Text::Match::FastAlternatives - efficient search for many strings

SYNOPSIS

use Text::Match::FastAlternatives;

my $expletives = Text::Match::FastAlternatives->new(@naughty);
while (my $line = <>) {
    print "Do you email your mother with that keyboard?\n"
        if $expletives->match($line);
}

DESCRIPTION

This module allows you to search for any of a list of substrings ("keys") in a larger string. It is particularly efficient when the set of keys is large.

This efficiency comes at the cost of some flexibility: the keys may not contain any control characters or non-ASCII characters; and it cannot do case-insensitive matching. If you want case-insensitivity, you have to fold case yourself:

my $expletives = Text::Match::FastAlternatives->new(
    map { lc } @naughty);
while (my $line = <>) {
    print "Do you email your mother with that keyboard?\n"
        if $expletives->match(lc $line);
}

This module is designed as a drop-in replacement for Perl code of the following form:

my $expletives_regex = join '|', map { quotemeta } @naughty;
$expletives_regex = qr/$expletives_regex/;
while (my $line = <>) {
    print "Do you email your mother with that keyboard?\n"
        if $line =~ $expletives_regex;
}

Text::Match::FastAlternatives can easily perform this test a hundred times faster than the equivalent regex, if you have enough keys. The more keys it searches for, the faster it gets compared to the regex.

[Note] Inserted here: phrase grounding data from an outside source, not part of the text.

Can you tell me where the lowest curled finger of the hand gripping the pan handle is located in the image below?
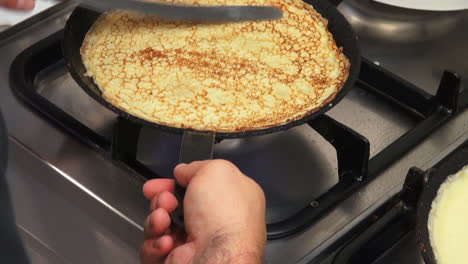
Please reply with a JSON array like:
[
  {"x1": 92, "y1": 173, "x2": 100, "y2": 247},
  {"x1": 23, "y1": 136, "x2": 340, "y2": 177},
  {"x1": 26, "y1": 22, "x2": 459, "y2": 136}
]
[{"x1": 140, "y1": 235, "x2": 174, "y2": 264}]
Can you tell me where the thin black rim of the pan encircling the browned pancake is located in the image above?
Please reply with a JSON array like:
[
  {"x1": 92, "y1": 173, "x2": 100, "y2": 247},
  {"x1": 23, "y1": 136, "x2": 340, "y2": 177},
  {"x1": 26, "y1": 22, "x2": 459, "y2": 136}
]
[{"x1": 62, "y1": 0, "x2": 361, "y2": 139}]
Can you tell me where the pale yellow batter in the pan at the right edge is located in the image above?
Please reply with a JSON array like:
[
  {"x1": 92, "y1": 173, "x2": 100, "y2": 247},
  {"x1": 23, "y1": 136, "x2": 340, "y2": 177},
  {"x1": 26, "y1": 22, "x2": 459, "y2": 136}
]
[{"x1": 428, "y1": 166, "x2": 468, "y2": 264}]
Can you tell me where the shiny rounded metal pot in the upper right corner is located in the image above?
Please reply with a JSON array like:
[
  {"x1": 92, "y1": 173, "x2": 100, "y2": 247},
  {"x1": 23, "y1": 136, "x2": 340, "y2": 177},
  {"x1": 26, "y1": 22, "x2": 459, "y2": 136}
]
[{"x1": 338, "y1": 0, "x2": 468, "y2": 43}]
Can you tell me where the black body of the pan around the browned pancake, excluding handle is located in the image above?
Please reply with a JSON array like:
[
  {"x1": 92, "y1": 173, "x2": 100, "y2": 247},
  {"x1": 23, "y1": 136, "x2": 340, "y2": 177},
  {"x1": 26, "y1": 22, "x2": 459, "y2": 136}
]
[{"x1": 63, "y1": 0, "x2": 361, "y2": 139}]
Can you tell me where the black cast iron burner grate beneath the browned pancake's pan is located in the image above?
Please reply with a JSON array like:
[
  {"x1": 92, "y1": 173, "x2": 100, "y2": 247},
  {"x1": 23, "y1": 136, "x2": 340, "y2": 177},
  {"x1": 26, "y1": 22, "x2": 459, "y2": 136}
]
[{"x1": 10, "y1": 31, "x2": 468, "y2": 239}]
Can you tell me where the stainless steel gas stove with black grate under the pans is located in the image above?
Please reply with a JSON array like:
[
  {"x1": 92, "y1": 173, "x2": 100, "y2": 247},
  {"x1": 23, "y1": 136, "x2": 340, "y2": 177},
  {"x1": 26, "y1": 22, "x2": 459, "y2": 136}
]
[{"x1": 0, "y1": 0, "x2": 468, "y2": 264}]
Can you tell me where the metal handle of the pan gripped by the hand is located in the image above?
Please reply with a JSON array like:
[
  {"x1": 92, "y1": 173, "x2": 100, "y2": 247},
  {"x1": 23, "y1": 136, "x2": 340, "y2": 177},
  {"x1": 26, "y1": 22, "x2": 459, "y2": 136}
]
[{"x1": 171, "y1": 131, "x2": 215, "y2": 228}]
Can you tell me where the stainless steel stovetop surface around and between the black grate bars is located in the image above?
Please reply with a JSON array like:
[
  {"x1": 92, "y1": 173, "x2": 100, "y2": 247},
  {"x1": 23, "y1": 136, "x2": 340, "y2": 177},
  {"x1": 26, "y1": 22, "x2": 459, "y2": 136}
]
[{"x1": 0, "y1": 0, "x2": 468, "y2": 264}]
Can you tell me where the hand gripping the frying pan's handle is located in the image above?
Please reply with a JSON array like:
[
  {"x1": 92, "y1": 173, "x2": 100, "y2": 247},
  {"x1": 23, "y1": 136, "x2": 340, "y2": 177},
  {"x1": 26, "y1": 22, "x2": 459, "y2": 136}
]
[{"x1": 141, "y1": 160, "x2": 266, "y2": 264}]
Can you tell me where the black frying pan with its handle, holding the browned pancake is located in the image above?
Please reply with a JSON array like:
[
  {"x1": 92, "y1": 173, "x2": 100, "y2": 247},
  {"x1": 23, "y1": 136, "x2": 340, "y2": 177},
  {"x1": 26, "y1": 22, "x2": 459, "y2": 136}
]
[{"x1": 63, "y1": 0, "x2": 361, "y2": 225}]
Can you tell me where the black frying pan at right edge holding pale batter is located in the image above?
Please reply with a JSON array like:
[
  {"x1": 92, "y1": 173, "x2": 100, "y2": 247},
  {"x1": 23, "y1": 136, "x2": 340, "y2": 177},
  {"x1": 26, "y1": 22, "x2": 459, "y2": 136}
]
[{"x1": 416, "y1": 141, "x2": 468, "y2": 264}]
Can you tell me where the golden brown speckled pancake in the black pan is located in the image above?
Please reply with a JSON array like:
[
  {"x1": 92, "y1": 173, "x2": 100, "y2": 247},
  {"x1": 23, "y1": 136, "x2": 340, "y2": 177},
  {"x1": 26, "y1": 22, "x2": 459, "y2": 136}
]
[{"x1": 81, "y1": 0, "x2": 350, "y2": 132}]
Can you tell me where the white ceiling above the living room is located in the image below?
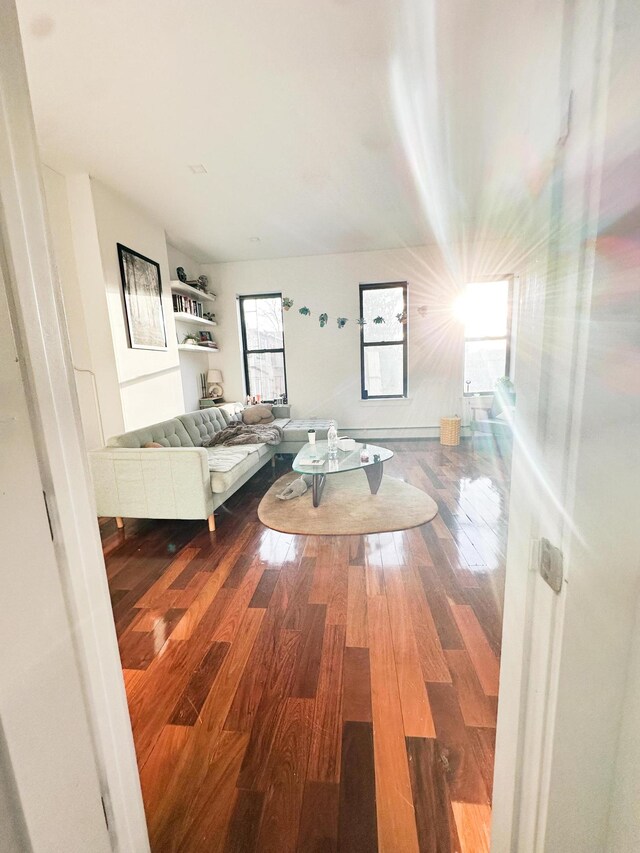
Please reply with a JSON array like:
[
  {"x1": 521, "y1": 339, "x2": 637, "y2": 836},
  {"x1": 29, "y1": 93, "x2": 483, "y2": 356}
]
[{"x1": 18, "y1": 0, "x2": 535, "y2": 262}]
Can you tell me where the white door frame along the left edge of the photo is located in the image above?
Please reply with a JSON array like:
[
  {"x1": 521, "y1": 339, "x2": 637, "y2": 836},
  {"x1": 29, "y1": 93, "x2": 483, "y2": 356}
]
[{"x1": 0, "y1": 0, "x2": 149, "y2": 853}]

Modules like Regexp::Trie can build an optimised version of such a regex, designed to take advantage of the niceties of perl's regex engine. With a large number of keys, this module will substantially outperform even an optimised regex like that. In one real-world situation with 339 keys, Regexp::Trie produced a regex that ran 857% faster than the naive regex (according to Benchmark), but using Text::Match::FastAlternatives ran 18275% faster than the naive regex, or twenty times faster than Regexp::Trie's optimised regex.

METHODS

Text::Match::FastAlternatives->new(@keys)

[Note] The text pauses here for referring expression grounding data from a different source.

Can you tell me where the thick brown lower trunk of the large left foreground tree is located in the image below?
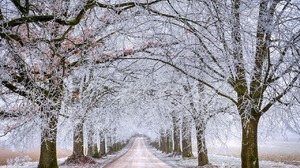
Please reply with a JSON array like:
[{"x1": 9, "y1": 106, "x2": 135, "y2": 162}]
[{"x1": 38, "y1": 114, "x2": 58, "y2": 168}]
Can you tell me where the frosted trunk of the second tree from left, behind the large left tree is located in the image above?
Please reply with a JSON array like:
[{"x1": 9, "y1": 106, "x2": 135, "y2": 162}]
[{"x1": 71, "y1": 122, "x2": 84, "y2": 157}]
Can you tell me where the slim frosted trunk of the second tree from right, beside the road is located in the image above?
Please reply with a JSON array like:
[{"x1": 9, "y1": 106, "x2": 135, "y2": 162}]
[{"x1": 195, "y1": 120, "x2": 208, "y2": 166}]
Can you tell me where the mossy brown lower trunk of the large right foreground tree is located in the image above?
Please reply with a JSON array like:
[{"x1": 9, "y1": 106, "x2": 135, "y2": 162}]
[{"x1": 241, "y1": 116, "x2": 260, "y2": 168}]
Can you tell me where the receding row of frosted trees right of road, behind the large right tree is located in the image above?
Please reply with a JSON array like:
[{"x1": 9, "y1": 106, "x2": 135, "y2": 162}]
[{"x1": 142, "y1": 72, "x2": 230, "y2": 166}]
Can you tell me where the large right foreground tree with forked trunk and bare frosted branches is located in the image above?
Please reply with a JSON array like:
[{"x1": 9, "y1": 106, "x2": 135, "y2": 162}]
[{"x1": 137, "y1": 0, "x2": 300, "y2": 167}]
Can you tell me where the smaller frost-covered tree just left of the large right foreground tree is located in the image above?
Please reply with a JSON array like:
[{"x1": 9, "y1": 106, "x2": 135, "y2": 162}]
[{"x1": 183, "y1": 81, "x2": 229, "y2": 166}]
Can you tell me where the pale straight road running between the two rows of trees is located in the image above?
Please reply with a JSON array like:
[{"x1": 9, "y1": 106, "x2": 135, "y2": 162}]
[{"x1": 106, "y1": 138, "x2": 171, "y2": 168}]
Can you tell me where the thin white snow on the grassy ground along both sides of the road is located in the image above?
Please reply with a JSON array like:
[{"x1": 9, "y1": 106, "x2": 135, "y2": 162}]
[{"x1": 0, "y1": 138, "x2": 299, "y2": 168}]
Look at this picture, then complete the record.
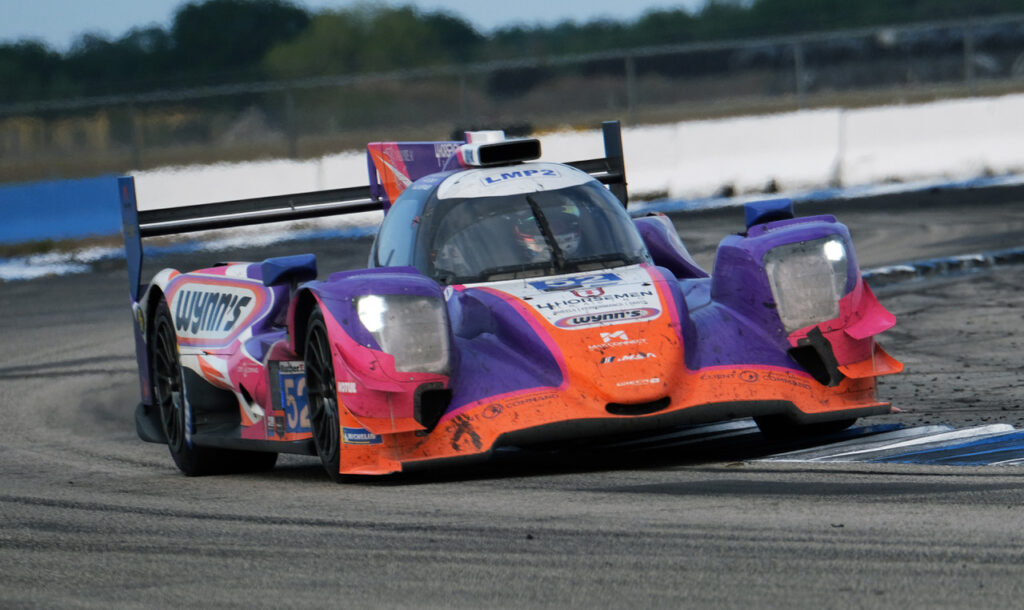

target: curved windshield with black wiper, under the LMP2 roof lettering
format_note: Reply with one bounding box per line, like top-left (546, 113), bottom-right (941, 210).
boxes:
top-left (421, 182), bottom-right (648, 284)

Constructs a matcher that can efficiently search for all of the @keys in parallel. Throws an exception if any of the keys are undefined, or if any of them contain any control characters or non-ASCII characters.

$matcher->match($target)

Returns a boolean value indicating whether the $target string contains any of the keys in $matcher.

CAVEATS

Subclassing

Text::Match::FastAlternatives has a DESTROY method implemented in XS. If you write a subclass with its own destructor, you will need to invoke the base destructor, or you will leak memory.

Perl 5.10

Perl 5.10 will contain many enhancements to the regex engine, including built-in optimisations for regexes with many branches that contain only literal strings. I suspect that, for the cases where Text::Match::FastAlternatives is currently very fast, it will also be faster than Perl 5.10's regex engine. But I may be wrong; if you're using Perl 5.9.4 or newer, you'd be well advised to compare the available options on data sets you're likely to use in practice.

IMPLEMENTATION

Text::Match::FastAlternatives manages to be so fast by using a trie internally. The time to find a match at a given position in the string (or determine that there is no match) is independent of the number of keys being sought; worst-case match time is linear in the length of the longest key. Since a match must be attempted at each position in the target string, total worst-case search time is O(mn) where m is the length of the target string and n is the length of the longest key.

SEE ALSO

http://en.wikipedia.org/wiki/Trie, Regexp::Trie, Regexp::Optimizer, Regexp::Assemble, perl594delta.

AUTHOR

Aaron Crane <arc@cpan.org>

COPYRIGHT

Copyright 2006 Aaron Crane.

This library is free software; you can redistribute it and/or modify it under the terms of the Artistic License, or (at your option) under the terms of the GNU General Public License version 2.